Matt Haig |
I have become a big Richard Russo fan in recent years, and Everybody's Fool did nothing to dampen my enthusiasm for his work. A sequel to Nobody's Fool, it shifts the focus to different characters, especially the hapless police chief obsessed with discovering the identity of his late wife's lover.
Rules of Civility by Amore Towles is a wonderful novel about pretense and how manners can give a person something to hide behind.
Colm Toibin's Brooklyn is a stunning and subtle novel about a young Irish woman's struggle to free herself from the influences of others to discover her own path.
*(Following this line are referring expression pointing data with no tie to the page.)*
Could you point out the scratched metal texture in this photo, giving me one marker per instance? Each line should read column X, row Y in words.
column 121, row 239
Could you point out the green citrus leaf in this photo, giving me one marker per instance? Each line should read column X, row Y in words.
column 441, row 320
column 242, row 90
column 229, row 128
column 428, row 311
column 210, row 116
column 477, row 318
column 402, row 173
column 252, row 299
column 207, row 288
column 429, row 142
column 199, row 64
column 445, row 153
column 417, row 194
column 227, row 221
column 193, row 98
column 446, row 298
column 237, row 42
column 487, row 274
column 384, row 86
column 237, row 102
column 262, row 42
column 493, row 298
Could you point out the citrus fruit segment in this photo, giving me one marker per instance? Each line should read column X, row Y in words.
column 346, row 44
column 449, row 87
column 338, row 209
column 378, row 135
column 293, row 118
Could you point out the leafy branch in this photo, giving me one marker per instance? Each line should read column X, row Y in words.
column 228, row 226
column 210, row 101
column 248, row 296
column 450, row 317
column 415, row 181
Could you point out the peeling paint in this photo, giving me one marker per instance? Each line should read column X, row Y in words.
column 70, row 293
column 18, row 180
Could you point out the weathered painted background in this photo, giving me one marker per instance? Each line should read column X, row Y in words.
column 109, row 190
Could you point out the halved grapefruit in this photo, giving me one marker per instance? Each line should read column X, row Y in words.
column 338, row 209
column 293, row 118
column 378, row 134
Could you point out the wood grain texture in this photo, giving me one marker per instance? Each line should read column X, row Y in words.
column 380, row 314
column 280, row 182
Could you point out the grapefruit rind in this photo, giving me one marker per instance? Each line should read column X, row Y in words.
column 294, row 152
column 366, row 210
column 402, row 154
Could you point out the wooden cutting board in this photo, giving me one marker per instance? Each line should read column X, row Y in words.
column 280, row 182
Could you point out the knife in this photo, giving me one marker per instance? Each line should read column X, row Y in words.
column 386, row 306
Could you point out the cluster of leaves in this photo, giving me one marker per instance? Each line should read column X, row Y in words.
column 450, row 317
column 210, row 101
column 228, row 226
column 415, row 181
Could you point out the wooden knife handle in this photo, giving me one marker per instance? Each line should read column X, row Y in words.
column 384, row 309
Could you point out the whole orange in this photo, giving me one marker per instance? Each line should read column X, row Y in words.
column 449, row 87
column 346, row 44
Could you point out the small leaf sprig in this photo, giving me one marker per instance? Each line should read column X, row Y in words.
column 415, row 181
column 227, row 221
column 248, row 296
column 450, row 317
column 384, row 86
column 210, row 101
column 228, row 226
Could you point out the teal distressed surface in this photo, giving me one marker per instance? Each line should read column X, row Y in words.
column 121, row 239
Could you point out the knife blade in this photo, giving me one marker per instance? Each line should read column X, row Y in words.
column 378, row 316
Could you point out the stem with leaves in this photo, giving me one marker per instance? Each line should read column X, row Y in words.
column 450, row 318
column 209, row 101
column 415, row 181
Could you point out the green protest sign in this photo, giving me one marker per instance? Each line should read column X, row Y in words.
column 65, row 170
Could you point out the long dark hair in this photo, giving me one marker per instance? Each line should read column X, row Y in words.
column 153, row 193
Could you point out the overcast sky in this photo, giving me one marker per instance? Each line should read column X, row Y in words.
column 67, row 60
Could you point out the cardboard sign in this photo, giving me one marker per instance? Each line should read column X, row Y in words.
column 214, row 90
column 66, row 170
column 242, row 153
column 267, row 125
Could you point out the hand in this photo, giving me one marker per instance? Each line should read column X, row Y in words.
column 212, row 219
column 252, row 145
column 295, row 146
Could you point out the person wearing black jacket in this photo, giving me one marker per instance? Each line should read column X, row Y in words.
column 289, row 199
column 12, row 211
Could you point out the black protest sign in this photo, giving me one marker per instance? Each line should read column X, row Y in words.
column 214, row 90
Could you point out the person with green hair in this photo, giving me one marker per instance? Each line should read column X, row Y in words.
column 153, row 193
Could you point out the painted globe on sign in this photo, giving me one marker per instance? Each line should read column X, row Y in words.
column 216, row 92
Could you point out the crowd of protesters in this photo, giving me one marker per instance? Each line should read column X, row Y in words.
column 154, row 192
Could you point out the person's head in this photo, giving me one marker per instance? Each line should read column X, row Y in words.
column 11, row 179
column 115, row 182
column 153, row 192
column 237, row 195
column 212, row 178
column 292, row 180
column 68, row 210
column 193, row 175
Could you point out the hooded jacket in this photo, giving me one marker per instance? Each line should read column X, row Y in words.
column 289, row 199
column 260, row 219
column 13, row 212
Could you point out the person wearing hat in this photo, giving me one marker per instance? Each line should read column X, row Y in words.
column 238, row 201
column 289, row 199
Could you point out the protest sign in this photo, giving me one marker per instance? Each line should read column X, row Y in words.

A Spool of Blue Thread by Anne Tyler makes a house a character in a story about the people who live in it.
May Doria Russell's Epitaph won't be the last word on the Gunfight at OK Corral, but the novel is good enough to be.
Ann Patchett. like Anne Tyler, puts a house at the center of her novel in The Dutch House. But while Tyler's house brings people together, Patchett's house divides them.
Beaming Sonny Home by Cathie Pelletier tells of a woman who watches her son's life unravel on television, while her own life begins to come into focus.
All these are terrific novels, yet were I to choose a Novel of the Year it would have to be one I did mention in my last post, Matt Haig's The Humans. It sounds like science fiction, a new variation on Jack Finney's Body Snatchers theme, but in fact the novel becomes a beautiful mediation on what it means to be human.